"Ménage à trois": the presence/absence of thyme shapes the mutualistic interaction between the host plant Medicago truncatula (Fabaceae) and its symbiotic bacterium Sinorhizobium meliloti.

The long-term maintenance of specialized mutualisms remains an evolutionary puzzle. Recent focus has been on factors governing the stability of these mutualisms, including sanctions by the host, partner choice, and coevolutionary constraint, that is, the genetic correlation (r(G)) between fitness of both partners. So far these studies have been typically carried out in a single environment. Here, we ask if the genetic correlation between fitness of the host plant Medicago truncatula (Fabaceae) and its bacterial symbiont Sinorhizobium meliloti is affected by the presence/absence of a monoterpene (carvacrol) leached into the soil by Thymus vulgaris-a common plant of the Mediterranean vegetation, often co-occuring with Medicago. We show that the presence of carvacrol in the soil dramatically affects fitness of the rhizobial partner and increases the magnitude of r(G) between plant and rhizobia fitness (r(G) = 0.02 ± 0.05 vs. r(G) = 0.57 ± 0.02). This finding emphasizes the importance of heterogeneity in the biotic environment for understanding the evolution of species interactions.

Introduction

The stability of specialized mutualisms has been considered an evolutionary puzzle. As natural selection operates to maximize the fitness of each partner, a conflict of interest can undermine the maintenance of a mutualism as each partner may benefit from exploiting the other partner potentially shifting the interaction from being mutualistic to antagonistic (Sachs and Simms 2006). Mutualisms between plants and their microbial symbionts play an important role for the functioning of terrestrial communities and ecosystems. Nitrogen-fixing bacteria (rhizobia) reside in plant root organs called nodules, where they fix atmospheric nitrogen to organic nitrogen. Plants benefit from this interaction, as nitrogen is often a limiting growth factor. Bacteria in return receive photosynthetic product (sugars). The maintenance of this mutualism has received much attention and mechanisms promoting its stability include sanctioning of nonsymbiotic rhizobium by plants (Kiers et al. 2003) and partner choice, where plants form more nodules with the most beneficial rhizobium strain (Simms et al. 2006; Heath and Tiffin 2009). Genotype-by-genotype (G×G) interactions may likewise slow the breakdown of the mutualism if a genotype behaves as “cheater” when interacting with one partner genotype but as a benefactor when interacting with another partner genotype (Heath and Tiffin 2007).
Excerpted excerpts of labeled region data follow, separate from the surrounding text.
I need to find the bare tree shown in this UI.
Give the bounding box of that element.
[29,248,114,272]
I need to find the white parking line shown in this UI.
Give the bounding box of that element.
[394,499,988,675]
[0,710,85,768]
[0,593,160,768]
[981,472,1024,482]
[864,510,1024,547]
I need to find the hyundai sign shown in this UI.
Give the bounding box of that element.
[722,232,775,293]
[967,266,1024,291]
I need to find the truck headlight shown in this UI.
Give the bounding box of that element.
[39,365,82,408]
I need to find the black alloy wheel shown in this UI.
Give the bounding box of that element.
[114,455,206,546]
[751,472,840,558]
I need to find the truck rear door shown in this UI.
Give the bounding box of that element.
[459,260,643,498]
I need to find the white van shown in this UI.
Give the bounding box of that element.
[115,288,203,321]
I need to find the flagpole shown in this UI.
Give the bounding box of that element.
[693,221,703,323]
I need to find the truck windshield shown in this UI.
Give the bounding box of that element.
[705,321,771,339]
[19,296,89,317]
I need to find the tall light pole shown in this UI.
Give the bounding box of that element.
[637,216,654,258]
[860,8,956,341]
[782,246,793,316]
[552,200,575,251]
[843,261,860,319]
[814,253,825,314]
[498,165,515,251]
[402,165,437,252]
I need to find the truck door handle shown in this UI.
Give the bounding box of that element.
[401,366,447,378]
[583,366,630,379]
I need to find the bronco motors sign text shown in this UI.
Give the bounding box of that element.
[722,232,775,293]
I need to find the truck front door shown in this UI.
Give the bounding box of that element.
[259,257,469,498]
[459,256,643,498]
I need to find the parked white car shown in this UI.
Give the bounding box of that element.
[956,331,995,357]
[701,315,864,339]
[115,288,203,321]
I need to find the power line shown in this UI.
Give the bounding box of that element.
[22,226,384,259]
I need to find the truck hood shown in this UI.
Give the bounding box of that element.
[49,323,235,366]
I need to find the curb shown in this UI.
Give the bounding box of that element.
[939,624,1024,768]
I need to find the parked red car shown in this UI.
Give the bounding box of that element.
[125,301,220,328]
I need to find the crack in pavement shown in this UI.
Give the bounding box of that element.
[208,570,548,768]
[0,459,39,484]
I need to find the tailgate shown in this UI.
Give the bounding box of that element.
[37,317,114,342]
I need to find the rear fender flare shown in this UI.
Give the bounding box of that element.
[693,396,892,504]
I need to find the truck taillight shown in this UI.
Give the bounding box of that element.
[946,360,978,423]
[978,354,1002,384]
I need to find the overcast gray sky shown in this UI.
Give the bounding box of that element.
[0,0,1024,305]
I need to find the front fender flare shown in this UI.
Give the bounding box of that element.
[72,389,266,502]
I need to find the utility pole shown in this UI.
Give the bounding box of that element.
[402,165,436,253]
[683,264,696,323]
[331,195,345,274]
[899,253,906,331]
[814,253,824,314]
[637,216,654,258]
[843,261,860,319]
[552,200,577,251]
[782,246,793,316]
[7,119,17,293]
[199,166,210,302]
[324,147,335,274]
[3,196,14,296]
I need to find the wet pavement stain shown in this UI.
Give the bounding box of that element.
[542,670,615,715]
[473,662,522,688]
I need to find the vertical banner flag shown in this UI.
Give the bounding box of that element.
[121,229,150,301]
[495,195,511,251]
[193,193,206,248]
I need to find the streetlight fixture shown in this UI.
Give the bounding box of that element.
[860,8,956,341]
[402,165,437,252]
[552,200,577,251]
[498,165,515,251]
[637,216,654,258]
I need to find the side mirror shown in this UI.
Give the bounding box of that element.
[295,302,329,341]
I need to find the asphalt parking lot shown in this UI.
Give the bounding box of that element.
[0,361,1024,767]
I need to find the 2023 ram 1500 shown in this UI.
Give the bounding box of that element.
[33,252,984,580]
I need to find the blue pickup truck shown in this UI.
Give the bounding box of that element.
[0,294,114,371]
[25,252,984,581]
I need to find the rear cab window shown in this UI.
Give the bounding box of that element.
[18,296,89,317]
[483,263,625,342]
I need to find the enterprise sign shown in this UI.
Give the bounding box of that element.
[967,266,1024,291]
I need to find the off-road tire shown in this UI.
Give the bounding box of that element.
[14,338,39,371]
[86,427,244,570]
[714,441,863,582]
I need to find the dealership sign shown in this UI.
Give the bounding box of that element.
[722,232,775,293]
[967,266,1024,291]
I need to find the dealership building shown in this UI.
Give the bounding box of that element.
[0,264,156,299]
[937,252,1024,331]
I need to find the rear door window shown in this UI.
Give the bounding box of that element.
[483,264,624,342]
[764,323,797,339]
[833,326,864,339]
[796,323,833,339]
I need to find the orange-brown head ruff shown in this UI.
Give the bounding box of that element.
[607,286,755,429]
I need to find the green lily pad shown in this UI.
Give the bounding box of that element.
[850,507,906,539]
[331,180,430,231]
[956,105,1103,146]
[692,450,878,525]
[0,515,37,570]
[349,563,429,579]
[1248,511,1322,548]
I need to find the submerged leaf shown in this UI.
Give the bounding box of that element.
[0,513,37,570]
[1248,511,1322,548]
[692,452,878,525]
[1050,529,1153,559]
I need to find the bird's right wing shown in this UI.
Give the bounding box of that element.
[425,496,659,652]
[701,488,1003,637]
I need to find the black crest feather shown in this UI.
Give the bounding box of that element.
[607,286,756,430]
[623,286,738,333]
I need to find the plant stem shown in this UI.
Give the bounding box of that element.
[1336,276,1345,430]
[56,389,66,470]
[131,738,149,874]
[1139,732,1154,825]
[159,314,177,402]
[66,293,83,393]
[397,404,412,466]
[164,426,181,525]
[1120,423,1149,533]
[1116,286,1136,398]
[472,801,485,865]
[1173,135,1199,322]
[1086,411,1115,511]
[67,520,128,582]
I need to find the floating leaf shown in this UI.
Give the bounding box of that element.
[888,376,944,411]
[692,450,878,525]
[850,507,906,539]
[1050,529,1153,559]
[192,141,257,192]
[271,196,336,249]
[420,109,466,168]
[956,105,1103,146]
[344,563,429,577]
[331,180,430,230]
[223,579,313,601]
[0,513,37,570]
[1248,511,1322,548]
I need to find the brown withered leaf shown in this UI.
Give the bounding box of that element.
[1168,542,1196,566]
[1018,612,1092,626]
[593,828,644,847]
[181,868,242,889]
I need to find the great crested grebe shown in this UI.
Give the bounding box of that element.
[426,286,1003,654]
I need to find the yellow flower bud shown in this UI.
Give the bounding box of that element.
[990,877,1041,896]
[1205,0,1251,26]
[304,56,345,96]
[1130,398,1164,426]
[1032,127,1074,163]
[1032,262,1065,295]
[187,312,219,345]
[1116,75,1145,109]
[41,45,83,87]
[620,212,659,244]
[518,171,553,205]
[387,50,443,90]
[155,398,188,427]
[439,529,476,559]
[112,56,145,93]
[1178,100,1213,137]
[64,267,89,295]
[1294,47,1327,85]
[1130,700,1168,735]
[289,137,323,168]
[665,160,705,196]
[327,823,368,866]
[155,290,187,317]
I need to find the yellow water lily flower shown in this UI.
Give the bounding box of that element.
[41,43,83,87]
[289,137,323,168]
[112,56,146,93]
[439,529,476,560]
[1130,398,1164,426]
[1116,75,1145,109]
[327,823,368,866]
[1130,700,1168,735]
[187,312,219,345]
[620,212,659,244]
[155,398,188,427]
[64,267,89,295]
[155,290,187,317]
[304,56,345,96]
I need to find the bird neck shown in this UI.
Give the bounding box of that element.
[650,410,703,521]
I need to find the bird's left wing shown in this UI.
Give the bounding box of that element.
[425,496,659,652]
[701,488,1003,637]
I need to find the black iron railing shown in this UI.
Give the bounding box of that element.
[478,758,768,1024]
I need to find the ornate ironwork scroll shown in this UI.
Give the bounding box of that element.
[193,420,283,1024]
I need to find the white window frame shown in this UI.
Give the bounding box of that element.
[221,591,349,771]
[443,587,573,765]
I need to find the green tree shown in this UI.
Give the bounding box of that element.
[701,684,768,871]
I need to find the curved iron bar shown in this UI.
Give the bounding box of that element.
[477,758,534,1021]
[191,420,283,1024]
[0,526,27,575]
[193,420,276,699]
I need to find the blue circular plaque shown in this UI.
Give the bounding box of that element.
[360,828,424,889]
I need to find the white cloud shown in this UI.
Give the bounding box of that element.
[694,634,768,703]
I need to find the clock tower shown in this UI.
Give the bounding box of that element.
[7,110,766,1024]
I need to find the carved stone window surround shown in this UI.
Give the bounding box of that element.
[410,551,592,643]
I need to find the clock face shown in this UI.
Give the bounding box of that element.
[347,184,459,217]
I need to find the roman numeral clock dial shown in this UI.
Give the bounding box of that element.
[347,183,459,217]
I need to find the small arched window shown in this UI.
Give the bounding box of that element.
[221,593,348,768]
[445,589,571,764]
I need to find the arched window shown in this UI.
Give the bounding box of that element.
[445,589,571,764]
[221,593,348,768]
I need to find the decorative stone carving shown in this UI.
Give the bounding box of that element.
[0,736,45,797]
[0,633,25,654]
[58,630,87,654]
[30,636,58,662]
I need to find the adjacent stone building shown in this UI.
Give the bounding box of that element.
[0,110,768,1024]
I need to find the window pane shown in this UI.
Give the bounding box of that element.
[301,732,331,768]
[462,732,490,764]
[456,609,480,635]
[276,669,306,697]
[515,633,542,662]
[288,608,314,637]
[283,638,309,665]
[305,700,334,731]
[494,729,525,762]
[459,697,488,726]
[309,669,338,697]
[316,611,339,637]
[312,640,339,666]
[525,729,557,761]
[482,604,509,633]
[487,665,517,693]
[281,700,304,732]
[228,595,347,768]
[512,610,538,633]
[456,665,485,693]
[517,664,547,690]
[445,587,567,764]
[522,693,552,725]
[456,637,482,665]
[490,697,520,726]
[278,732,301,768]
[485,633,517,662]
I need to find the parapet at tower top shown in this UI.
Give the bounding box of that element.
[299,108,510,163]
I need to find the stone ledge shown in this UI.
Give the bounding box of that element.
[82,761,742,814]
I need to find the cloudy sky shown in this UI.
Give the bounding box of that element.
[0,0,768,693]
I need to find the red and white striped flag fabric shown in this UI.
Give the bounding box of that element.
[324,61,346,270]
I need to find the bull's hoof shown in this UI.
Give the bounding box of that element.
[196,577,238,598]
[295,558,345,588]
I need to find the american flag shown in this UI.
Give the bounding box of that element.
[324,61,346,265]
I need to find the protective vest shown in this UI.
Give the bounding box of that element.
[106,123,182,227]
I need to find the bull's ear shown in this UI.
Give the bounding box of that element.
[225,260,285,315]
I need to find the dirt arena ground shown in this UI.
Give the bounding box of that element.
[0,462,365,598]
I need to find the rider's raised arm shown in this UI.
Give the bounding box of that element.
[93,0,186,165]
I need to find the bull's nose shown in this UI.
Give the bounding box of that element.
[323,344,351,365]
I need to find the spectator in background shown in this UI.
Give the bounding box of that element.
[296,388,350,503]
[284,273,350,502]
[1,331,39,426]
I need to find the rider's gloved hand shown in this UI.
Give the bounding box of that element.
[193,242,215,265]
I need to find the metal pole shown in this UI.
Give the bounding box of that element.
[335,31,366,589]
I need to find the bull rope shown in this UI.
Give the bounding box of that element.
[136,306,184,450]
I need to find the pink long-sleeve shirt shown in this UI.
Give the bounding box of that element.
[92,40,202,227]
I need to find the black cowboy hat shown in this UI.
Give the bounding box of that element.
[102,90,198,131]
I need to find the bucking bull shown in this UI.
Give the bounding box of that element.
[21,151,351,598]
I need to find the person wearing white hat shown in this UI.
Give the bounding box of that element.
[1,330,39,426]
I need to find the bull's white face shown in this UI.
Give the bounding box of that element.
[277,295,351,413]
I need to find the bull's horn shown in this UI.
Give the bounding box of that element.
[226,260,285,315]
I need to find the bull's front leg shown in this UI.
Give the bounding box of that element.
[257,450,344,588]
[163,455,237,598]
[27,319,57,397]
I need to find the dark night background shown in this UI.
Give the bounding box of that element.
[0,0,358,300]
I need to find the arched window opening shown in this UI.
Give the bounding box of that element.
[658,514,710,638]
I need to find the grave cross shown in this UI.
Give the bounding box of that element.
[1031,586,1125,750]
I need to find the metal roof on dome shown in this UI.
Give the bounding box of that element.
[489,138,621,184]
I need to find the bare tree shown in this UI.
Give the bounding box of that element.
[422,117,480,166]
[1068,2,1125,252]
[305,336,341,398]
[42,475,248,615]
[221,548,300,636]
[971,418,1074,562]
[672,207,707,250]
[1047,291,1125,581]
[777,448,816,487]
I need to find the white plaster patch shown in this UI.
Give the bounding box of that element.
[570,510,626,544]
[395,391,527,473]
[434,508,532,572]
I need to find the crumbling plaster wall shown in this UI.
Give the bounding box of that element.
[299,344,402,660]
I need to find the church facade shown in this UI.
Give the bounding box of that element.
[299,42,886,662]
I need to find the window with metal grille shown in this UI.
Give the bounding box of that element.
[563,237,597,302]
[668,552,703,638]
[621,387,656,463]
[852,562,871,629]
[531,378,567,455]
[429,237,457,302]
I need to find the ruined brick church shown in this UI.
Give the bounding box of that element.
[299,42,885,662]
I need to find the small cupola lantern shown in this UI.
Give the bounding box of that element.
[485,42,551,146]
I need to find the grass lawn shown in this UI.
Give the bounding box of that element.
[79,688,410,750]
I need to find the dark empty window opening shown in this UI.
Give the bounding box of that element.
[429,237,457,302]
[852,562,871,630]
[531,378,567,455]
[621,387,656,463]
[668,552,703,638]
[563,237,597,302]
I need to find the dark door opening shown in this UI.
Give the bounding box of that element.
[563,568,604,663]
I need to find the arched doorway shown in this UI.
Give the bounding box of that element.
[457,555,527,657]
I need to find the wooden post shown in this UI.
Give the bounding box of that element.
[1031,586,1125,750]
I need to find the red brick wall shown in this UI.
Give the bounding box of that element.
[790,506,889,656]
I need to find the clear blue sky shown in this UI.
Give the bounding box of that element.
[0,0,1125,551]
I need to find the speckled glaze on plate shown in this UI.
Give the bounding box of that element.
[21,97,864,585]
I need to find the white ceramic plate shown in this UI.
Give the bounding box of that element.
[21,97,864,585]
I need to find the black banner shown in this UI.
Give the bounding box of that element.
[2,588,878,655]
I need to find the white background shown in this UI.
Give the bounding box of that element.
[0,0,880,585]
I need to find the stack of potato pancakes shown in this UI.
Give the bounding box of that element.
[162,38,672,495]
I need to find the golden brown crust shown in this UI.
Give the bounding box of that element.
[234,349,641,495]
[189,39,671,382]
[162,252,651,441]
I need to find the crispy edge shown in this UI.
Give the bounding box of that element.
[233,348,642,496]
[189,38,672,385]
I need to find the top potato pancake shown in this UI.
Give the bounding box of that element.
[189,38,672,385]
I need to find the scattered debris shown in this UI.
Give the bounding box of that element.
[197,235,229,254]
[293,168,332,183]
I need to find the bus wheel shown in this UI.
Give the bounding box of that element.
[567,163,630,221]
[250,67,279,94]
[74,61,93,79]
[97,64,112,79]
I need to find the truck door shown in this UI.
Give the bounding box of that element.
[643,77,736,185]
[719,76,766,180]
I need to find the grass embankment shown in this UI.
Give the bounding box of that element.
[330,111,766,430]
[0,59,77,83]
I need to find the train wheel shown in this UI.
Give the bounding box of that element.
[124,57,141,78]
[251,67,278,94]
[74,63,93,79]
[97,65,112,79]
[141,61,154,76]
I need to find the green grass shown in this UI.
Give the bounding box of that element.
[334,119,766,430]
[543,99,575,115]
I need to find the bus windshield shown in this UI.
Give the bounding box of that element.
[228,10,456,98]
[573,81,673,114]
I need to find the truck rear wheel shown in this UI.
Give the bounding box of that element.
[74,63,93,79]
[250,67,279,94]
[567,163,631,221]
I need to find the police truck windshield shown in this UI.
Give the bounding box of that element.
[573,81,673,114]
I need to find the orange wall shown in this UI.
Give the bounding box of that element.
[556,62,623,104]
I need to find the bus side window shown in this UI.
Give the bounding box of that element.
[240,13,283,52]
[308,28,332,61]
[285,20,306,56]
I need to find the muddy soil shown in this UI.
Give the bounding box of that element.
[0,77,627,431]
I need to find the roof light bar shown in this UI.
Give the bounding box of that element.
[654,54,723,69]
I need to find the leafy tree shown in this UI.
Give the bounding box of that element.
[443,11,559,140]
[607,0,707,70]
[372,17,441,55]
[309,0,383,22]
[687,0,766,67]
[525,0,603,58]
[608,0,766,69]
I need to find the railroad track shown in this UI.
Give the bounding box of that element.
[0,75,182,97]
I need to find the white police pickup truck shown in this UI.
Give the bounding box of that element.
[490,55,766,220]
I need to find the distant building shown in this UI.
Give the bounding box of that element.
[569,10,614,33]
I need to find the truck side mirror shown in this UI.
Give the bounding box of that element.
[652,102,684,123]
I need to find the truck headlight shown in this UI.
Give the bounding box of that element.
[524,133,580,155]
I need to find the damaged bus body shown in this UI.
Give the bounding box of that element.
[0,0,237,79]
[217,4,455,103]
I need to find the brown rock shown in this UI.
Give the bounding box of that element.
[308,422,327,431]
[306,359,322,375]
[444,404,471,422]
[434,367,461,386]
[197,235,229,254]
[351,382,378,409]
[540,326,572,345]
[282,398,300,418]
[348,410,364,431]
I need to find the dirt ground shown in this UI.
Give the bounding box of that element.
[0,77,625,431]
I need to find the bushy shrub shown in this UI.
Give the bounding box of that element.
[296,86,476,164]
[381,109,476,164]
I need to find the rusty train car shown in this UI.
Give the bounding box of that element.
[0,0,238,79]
Genetic correlation between traits can constrain co-evolution if the direction of the correlation is different from the vector of selection (Walsh and Blows 2009), although theory reveals that coevolutionary dynamics among interacting sets of species might be surprisingly insensitive to the direction of that correlation (Nuismer and Doebeli 2004). Heath (2010) found evidence of a trade-off, that is, a negative genetic correlation between plant and rhizobium fitness. However, genetic correlations can be affected and even reversed across different environments. For instance, legumes may bypass their interaction with nitrogen-fixing bacteria when mineral nitrogen is plentiful (Bronstein 1994). Although we expect the community context of an interaction to broadly shape its ecological and evolutionary dynamics, mutualisms are typically studied as isolated pairwise interactions and studies examining the effects of local environment on plant–soil symbionts interactions remain rare (but see Piculell et al. 2008; Heath et al. 2010; Heath and Lau 2011).

The barrel medic (Medicago truncatula) is a selfing annual growing naturally in the Mediterranean garrigue vegetation. Aromatic plants, especially species from the plant family Lamiaceae, often dominate this type of vegetation and produce monoterpenes as a main component of their essential oil that enter the local soil by leaching from leaf litter. These monoterpenes can affect the amount and availability of nitrogen in the soil via their effect on heterotrophic soil microorganisms, by increasing nitrogen immobilization and reducing nitrogen mineralization (White 1994; Pavolainen et al. 1998). The effect of monoterpenes on these processes varies with their concentration but the inhibition of the nitrification process occurs with monoterpene concentrations as low as 10–125 µg g−1: well within the range of what can be found in natural conditions (White 1994).

One aromatic plant commonly dominating the garrigue vegetation is wild thyme (Thymus vulgaris). Vegetation analysis from 10 different thyme dominated plant communities showed that wild thyme coexisted with 43 different legume species, including five species of the genus Medicago among them is M. truncatula (B. K. Ehlers, unpubl. data). Medicago truncatula also naturally occurs along vineyards or in abandoned fields where thyme is not present. Here, we use this ecological setting and test if presence/absence of a thyme monoterpene (carvacrol) in the soil can affect the mutualistic interaction between M. truncatula and its nitrogen-fixing root symbiont Sinorhizobium meliloti.

Material and Methods

Experimental design

We grew six different genotypes of M. truncatula in association with either no rhizobia (control) or one of two different rhizobia mixes. All six M. truncatula genotypes were highly inbred genotypes collected from populations where M. truncatula is naturally occurring. As most M. truncatula are naturally infected by several different strains (Bailly et al. 2006), we used two mixes of rhizobium comprising each two different strains of S. meliloti. Each Medicago×rhizobia mix (hereafter M×R) combination was grown in two soil treatments (soil treated with carvacrol or without) in a fully factorial design in the greenhouse (with five replicates per M×R combination for a total of 180 plants).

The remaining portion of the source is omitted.